The Foundation Our Right to Read now has Charitable status. The aim of the charity is to help children, who have struggled to learn to read, by providing the best individual tuition regardless of ability to pay.
THE SOUND READING SYSTEM has been adopted by the Charity Our Right to Read to advance literacy teaching and to establish a simple understanding of the English language code as the key to reading.
The Foundation have set out their aims and objectives:
· To advance literacy by the straightforward teaching of phonics in a straightforward, logical form to establish a simple understanding of the English language code as the key to reading.
· To offer children and young people the opportunity to learn to read which has been denied them.
· To establish Reading Clinics to teach reading on a remedial one-to-one basis.
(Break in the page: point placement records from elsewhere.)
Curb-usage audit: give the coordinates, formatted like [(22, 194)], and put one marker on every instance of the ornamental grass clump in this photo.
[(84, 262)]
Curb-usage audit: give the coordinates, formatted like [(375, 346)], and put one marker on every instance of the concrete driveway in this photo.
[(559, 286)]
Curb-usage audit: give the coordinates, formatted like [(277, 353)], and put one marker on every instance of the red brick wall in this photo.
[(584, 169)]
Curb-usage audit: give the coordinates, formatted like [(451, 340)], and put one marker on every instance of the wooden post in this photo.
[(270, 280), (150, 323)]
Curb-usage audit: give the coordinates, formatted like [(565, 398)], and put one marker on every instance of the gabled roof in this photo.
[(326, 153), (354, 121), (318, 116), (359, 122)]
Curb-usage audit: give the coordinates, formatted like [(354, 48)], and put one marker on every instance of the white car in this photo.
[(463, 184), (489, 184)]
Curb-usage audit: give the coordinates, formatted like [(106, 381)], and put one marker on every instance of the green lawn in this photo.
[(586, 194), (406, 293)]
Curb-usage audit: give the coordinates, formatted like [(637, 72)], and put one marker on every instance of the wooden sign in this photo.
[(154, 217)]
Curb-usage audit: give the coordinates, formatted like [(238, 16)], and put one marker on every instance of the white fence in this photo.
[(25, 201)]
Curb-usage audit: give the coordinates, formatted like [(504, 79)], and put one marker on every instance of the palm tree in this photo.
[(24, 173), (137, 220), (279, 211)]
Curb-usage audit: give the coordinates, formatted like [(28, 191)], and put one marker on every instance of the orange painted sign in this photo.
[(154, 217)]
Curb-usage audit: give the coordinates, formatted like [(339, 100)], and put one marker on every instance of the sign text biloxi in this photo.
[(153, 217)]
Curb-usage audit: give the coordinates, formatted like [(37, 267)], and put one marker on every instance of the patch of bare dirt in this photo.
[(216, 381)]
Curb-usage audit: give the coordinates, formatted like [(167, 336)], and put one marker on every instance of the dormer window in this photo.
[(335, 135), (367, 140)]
· To encourage parents and carers to participate in the child’s remedial learning process by attending the clinics and actively supporting the failsafe methodology between lessons.
· To provide grants for those who need financial help with the cost of tuition and training courses.
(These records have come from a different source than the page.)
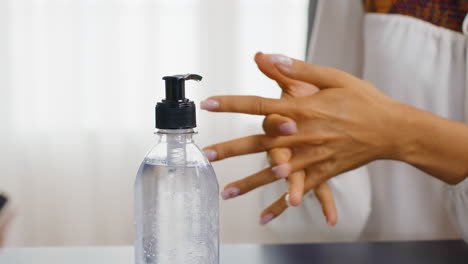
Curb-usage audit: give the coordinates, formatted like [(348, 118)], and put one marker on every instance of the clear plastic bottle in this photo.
[(176, 202)]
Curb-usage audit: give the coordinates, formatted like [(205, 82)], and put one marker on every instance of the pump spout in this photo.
[(176, 111), (175, 86)]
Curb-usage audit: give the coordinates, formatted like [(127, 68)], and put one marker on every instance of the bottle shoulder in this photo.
[(188, 155)]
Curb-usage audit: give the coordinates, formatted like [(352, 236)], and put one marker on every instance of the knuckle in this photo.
[(259, 105)]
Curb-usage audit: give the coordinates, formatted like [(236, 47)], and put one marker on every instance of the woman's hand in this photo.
[(276, 125), (343, 126)]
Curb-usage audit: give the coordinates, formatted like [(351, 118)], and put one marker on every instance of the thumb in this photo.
[(322, 77)]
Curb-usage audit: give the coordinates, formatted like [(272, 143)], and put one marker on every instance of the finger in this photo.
[(301, 161), (277, 125), (247, 145), (248, 184), (325, 197), (296, 188), (278, 156), (323, 77), (268, 68), (274, 210), (254, 105)]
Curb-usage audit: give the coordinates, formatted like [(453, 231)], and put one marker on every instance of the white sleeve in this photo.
[(457, 207)]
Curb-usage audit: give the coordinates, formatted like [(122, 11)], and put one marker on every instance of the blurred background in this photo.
[(78, 83)]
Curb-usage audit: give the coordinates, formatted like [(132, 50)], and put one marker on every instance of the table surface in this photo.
[(416, 252)]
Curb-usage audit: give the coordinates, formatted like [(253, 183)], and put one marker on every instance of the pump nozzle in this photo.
[(175, 86), (176, 111)]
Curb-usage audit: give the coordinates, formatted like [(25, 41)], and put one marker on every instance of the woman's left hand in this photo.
[(345, 125)]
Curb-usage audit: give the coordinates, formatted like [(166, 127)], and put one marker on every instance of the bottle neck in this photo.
[(179, 136)]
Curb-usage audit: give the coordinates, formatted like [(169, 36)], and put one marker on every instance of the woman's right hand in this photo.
[(275, 124)]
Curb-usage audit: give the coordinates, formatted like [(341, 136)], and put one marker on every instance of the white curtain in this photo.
[(78, 83)]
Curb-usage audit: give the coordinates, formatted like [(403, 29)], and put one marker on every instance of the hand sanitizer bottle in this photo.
[(176, 190)]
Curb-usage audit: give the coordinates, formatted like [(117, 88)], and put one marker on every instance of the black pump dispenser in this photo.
[(176, 111)]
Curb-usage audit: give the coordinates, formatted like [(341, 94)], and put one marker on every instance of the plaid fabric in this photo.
[(444, 13)]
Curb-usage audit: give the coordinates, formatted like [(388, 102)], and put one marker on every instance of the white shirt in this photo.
[(411, 61)]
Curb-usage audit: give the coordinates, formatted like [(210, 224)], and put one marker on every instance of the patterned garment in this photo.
[(445, 13)]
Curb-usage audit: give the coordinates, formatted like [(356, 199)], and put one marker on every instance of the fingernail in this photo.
[(211, 154), (266, 218), (281, 171), (286, 198), (281, 60), (288, 128), (209, 104), (230, 192)]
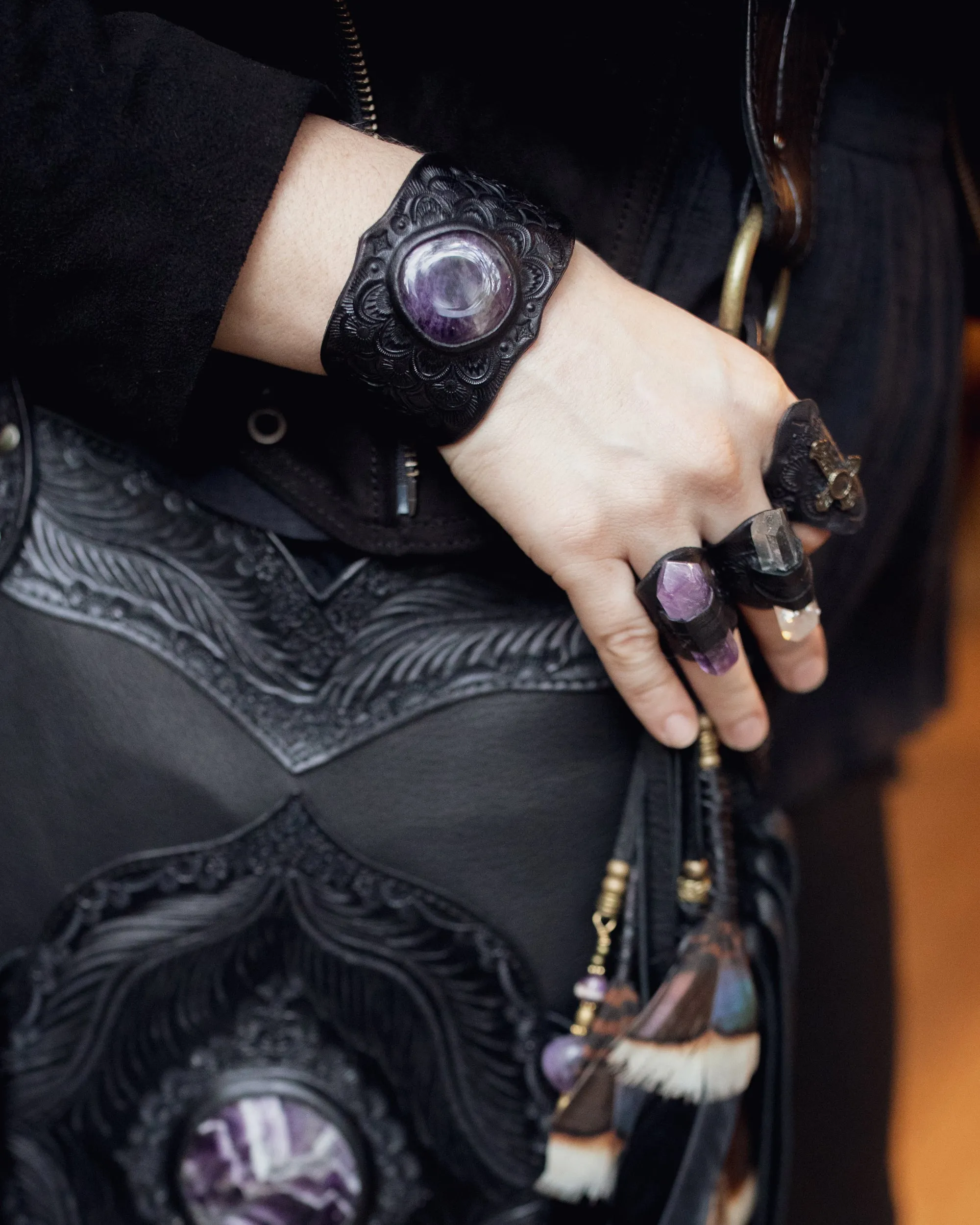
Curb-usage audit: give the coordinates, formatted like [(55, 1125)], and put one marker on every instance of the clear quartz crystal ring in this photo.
[(762, 564), (683, 601)]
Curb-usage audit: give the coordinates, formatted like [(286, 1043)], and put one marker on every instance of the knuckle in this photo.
[(718, 466), (581, 535)]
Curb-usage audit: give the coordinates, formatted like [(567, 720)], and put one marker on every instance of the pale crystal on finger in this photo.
[(797, 626), (776, 543)]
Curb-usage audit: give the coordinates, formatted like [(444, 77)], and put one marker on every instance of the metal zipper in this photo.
[(366, 118), (358, 82)]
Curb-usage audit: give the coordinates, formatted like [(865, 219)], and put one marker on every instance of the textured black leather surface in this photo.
[(440, 393), (298, 945), (309, 672), (508, 802)]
· To provide certificated training courses in the teaching of THE SOUND READING SYSTEM
· To demonstrate, by example and advocacy, that all children (with the exception of those very few with profound learning difficulties) can, with effective tuition, learn to read.
This programme is based on the principles set out by Diane McGuinness in Why Children Can’t Read (1997/8), the Prototype outlined in Early Reading Instruction (2004), and the spelling programme Allographs (1995). Diane McGuinness is a patron of Our Right to Read.
The essence of the Prototype (first published in the Newsletter 49, Autumn 2002) is that it spells out the exact nature and structure of the English alphabet code and precisely which elements need to be taught and which do not. This makes it possible to achieve the maximum progress in the minimum amount of time. Specific curriculum details have been worked out by the author in working with numerous pupils – all of whom have learned to read in 18 hours or less (one-to-one tuition with support). Every pupil has made gains of between 18 months and 4 years in their reading/spelling age within this time.
What does a child, from his point of view, need to know?
· I know that words are made up of individual sounds.
· I know there are about (only) 40-44 sounds in our language.
· When we write words we mark each sound by a letter or more than one letter.
· When we read we turn the letters back into sounds again to find the word.
· Our spelling system ‘doesn’t play fair’, because there is more than one way to spell each sound.
· My teacher shows me how to find the spellings and we sort them and I write them.
e.g. the sound /ee/
me tree team sunny
she green bean funny
· I discover that sometimes a spelling has more than one sound, so we sort them as well, by listening for a real word.
e.g the spelling ea
team head break
· I can read everything my teacher has taught me and
· I can learn to spell everything my teacher has taught me. It is fun to learn to read!